Some of the most beautiful and conspicuous animals we encounter in the plankton images are leptocephalus larvae. Eels, bonefish, ladyfish, and tarpon form a diverse superorder of fishes (Elopomorpha) that all begin their planktonic lives as leptocephalus larvae, which are characterized by long and laterally compressed bodies that are almost completely transparent. This type of larva is known by scientists to be relatively primitive, meaning that leptocephalus larval forms have been utilized by fishes for millions of years – probably since the Cretaceous period.
Tarpon and bonefish larvae are slightly modified from the classic leptocephalus form. Unlike the eel leptocephali, tarpon and bonefish larvae are thinner vertically and have a well-developed caudal fin, which they use to swim.
Most leptocephalus larvae (sometimes referred to as “leptos”) have a large set of teeth that protrude outward. For a long time, the diet of leptos was a complete mystery because their guts appeared to be empty.
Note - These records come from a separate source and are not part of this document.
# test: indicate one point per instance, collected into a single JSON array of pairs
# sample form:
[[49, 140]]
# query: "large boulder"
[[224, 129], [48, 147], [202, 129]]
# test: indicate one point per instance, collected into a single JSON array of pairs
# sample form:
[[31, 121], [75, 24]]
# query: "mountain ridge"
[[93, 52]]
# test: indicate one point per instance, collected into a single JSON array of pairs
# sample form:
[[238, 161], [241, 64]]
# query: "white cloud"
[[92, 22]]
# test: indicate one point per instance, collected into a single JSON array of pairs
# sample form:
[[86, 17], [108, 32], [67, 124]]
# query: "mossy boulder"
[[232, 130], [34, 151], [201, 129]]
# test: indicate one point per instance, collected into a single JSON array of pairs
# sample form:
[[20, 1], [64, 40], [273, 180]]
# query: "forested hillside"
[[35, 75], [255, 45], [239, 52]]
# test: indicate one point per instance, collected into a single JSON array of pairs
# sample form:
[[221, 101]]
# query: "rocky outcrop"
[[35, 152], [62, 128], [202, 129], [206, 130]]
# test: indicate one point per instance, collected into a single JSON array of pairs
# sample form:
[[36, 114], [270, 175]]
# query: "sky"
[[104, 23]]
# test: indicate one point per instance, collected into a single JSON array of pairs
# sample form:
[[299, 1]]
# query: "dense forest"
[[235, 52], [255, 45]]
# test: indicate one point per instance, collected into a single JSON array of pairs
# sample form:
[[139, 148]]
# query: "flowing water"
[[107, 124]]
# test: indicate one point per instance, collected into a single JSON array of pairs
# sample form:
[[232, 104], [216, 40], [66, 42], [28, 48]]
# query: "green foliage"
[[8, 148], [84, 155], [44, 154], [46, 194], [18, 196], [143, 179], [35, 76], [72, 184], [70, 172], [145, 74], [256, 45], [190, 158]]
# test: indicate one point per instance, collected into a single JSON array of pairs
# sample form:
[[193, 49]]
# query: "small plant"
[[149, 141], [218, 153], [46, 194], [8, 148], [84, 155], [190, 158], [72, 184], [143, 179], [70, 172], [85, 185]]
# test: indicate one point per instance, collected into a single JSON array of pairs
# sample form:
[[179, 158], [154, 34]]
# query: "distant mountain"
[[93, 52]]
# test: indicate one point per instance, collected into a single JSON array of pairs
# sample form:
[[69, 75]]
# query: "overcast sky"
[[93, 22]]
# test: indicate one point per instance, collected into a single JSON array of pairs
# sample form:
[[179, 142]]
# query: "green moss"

We now know that they rely on particulate matter, also known as “marine snow”, as their primary food source (Miller et al. 2013). Our in situ imaging work has revealed that leptos are quite abundant, particularly in the northern Gulf of Mexico, and have a variety of complex behaviors that may help them survive in a realm of intense predation pressure. We recently published a paper presenting evidence that the morphology of these leptos indicates that they likely serve as Batesian mimics of cestid ctenophores, which are strikingly similar in appearance (Greer et al. 2016). By resembling an animal with low nutritional value that predators avoid (the cestid ctenophore), the leptos gain protection from predators. The only perceivable morphological difference is that leptos have a head and a dark backbone with myomeres (muscle strands) that are visible when viewed through a shadowgraph imager, while cestid ctenophores lack these features. For a fish predator relying on vision in a complex ocean light environment, it may not be able to tell the difference, which could explain why predation rates on leptos are much lower than expected (Miller et al. 2015).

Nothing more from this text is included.